ジョニー・デップが演じたベスト&ワーストキャラクター15人


ワースト:『リバティーン』(2004)

「まず始めに、率直な物言いをお許しあれ。あなた方は私を気に入らないだろう。紳士のみなさんは嫉妬するだろうし、淑女のみなさんは嫌悪を抱くはずだ。しかし今は私のことを好きでなくとも、そのうち気になって仕方なくなる。だから、淑女たちに伝えておこう。私ならいつでもその気だと」

第2代ロチェスター伯爵ジョン・ウィルモットは、この宣言する。デップがこれまで演じてきたキャラクターの中で、最も興味深い人物ではないかもしれないが、最も好色な男と言ってほぼ間違いない。意外性のある新鮮な役柄だが、歴史に実在したこの快楽主義者の放蕩を、デップがもう少し控えめに演じていたらと残念に思う。彼は演じる時に、特定のやり方に徹底的にこだわる傾向がある。これは、自分の衝動を(梅毒に冒されている時でさえ)抑えられないような役柄には効果的だ。
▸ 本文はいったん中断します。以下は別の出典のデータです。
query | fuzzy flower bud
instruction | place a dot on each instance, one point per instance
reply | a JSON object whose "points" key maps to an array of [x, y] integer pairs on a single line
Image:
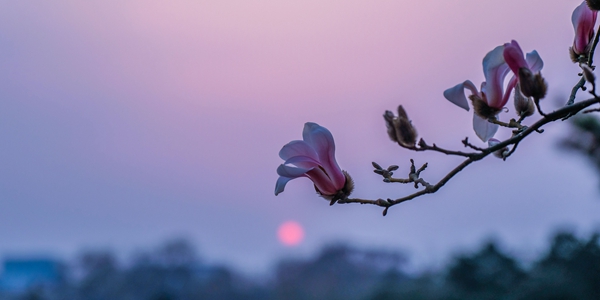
{"points": [[500, 153], [400, 128], [584, 20], [593, 4], [523, 105], [588, 74]]}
しかしこの役の場合、知性よりもカツラに目がいってしまう。ウィルモットは観客に敵意を見せる。そして『リバティーン』は、デップが密かに自分の役柄を嫌っていたかもしれない、初めての作品だった。

ベスト:『エド・ウッド』(1994)
デップが最高の演技を見せている作品のひとつであり、これを見ないとデップを語る資格はない。彼は、自分が傑作映画を作っていると妄信する男を演じた。ハリウッドの伝説に埋もれていたエド・ウッド。彼の誇大妄想癖と、俳優デップの相性がぴったりだったと指摘するのは的外れだ。デップがこの役に理想的だったのは、彼自身が愛を持って演じているから。それは、この映画を見ればはっきりと分かる。(実際、デップの役柄に対するこのアプローチは、今も変わっていない。それゆえ、彼が演じたホワイティ・バルジャーも素晴らしく狂っていて魅力的なのだ。)もっとも情けないセリフを語るときでさえ、彼の顔には笑みがひろがり、高音の声には陽気な力がみなぎっている。デップは、「映画史上最低の監督」と言われるこの役柄に、あふれるほどの愛情を注いだ。ウッドが自分のケチなZ級映画と、それからあのアンゴラ・セーターに捧げた愛情に負けないくらいに。
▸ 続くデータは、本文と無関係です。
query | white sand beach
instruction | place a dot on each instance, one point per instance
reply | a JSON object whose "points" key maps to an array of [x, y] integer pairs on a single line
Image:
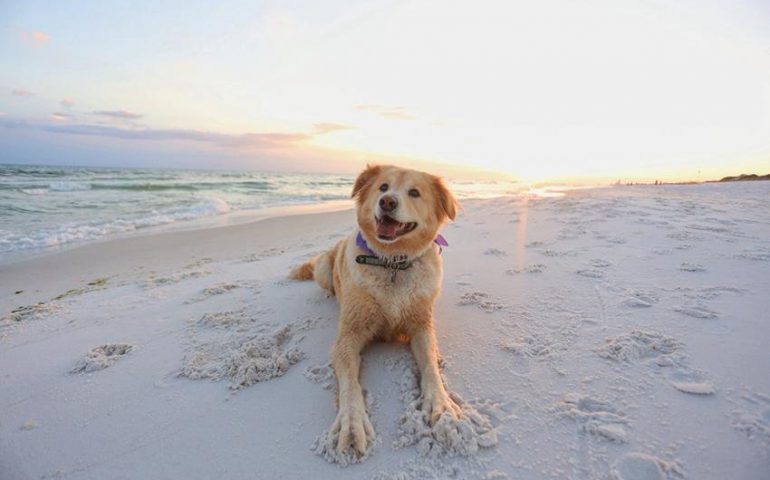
{"points": [[617, 332]]}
ワースト:『チャーリーとチョコレート工場』(2005)
デップが演じるウィリー・ウォンカは、ジーン・ワイルダー主演のオリジナル映画で夜驚症になる子どものようだ。ロアルド・ダールが生み出した有名なキャラクター、チョコレート工場の経営者が、この映画ではハワード・ヒューズとリアリティ番組『To Catch a Predator 』の幼児性愛者を足して2で割ったように再構築されている。「ウォンカ2.0」はやたらと目立って、映画全体を通じて本来の主役である少年から見せ場をかっさらい、ようやく少年に注目が集まるのはラストになってからだ。また、デップのルックスは歌舞伎のような白塗り顔と巨大な白のサングラスが特徴。つまり、デップとティム・バートンが考え出した新旧バッドアイデアのなかでも(エド・ウッドも含まれていそうだが)酷い見た目だった。